Mikhaïl Sergueïevitch Gorbatchev a brisé ce moule, non pas parce qu'il a été soudainement fasciné par ce que ses espions lui ont dit et ce qu'il pouvait lui-même voir de l'éternel grand ennemi, qui n'était pas seulement les États-Unis mais aussi les pays de l'OTAN dans leur ensemble. Son contemporain à la présidence américaine, Ronald Reagan, avait décidé de donner le coup de grâce à la confrontation en portant la course aux armements à un niveau que l'URSS n'était pas en mesure de suivre. A tel point que son prédécesseur Youri Andropov, l'homme qui savait tout sur tout le monde en tant que chef du KGB, lui avait laissé un rapport dévastateur, selon lequel l'URSS devait d'urgence réformer complètement son industrie des biens de consommation, sacrifiée au profit de l'armement, de sorte que les demandes croissantes de ses citoyens étaient toujours satisfaites par des pénuries, des rationnements ou la simple inexistence de produits équivalents à ceux que les Russes savaient être d'usage courant dans le territoire ennemi de l'Occident. 

Quoi qu'il en soit, Gorbatchev franchit la dernière étape en mettant en œuvre la perestroïka, l'ensemble des mesures réformatrices, dont le fer de lance est l'ouverture au bloc occidental, tout en instituant la libéralisation économique et en augmentant la transparence de l'information. Pour les citoyens soviétiques, habitués à la dureté, au secret, aux menaces et aux punitions, avec ou sans raison, la glasnost, c'est-à-dire la transparence, a fait jaser et a fait connaître aux citoyens étonnés les nombreux cas de corruption au sein du régime communiste, tandis que les manifestations de protestation se sont multipliées, d'abord plus nombreuses et bruyantes chez les partisans du maintien des choses en l'état, puis dépassées en nombre et en intensité par ceux qui demandaient une accélération des réformes. Ce sont ces derniers qui finiront par l'emporter après que Gorbatchev, probablement effrayé par la dynamique des événements, ait ressenti le besoin de ralentir le processus. Il n'a pas réussi et c'est Boris Eltsine qui l'a finalement contraint à démissionner sous la bannière d'une Russie indépendante et souveraine. 
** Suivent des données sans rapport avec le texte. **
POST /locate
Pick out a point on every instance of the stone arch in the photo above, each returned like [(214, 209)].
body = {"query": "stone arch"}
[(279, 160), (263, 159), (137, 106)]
Nul n'est prophète en son pays, et Gorbatchev est un bon exemple pour le prouver. Aujourd'hui, à peine 7% des Russes disent avoir du respect pour lui. En revanche, à l'Ouest, il est considéré comme l'homme qui a permis à l'Europe de devenir le conglomérat qu'elle est aujourd'hui, passant d'une simple Communauté économique à l'Union européenne, avec ce grand élargissement qui a incorporé pratiquement tous les anciens pays satellites de l'URSS, à commencer par les trois États baltes lors du premier tour. 

Gorbatchev est ainsi l'homme qui a permis la réunification de l'Allemagne, l'homme qui a décidé de mettre fin à la ruineuse invasion de l'Afghanistan, le signataire du premier traité de limitation des armes nucléaires Start et, en bref, l'homme qui a mis fin à la guerre froide. La Maison Blanche était allée jusqu'à proclamer Ronald Reagan vainqueur de ce conflit, ce qui avait amené Gorbatchev à réagir en le traitant d'"arrogant" et en revendiquant son rôle actif dans la prévention de l'affrontement nucléaire et de l'effusion de sang, revendication qui fut couronnée de succès puisqu'il reçut le prix Nobel de la paix en 1990.

En Russie, il est l'homme qui a provoqué l'effondrement de l'URSS, l'effondrement de l'empire soviétique, l'effondrement du communisme, et l'architecte des difficultés qui ont frappé les citoyens, qui ont vu leurs économies s'évaporer pratiquement du jour au lendemain, tandis que l'insécurité s'installait dans les rues grâce à la montée en flèche de la criminalité. Et aujourd'hui, il est également considéré comme responsable de l'éclatement de l'Ukraine, qui est devenue la première pièce du projet de Vladimir Poutine de reconstruire l'empire russe.  

Le temps affinera sans doute ces vues antagonistes d'un homme qui, en tout état de cause, a été déterminant dans le cours de l'histoire de la Russie, de l'Union européenne et, par extension, de la planète entière.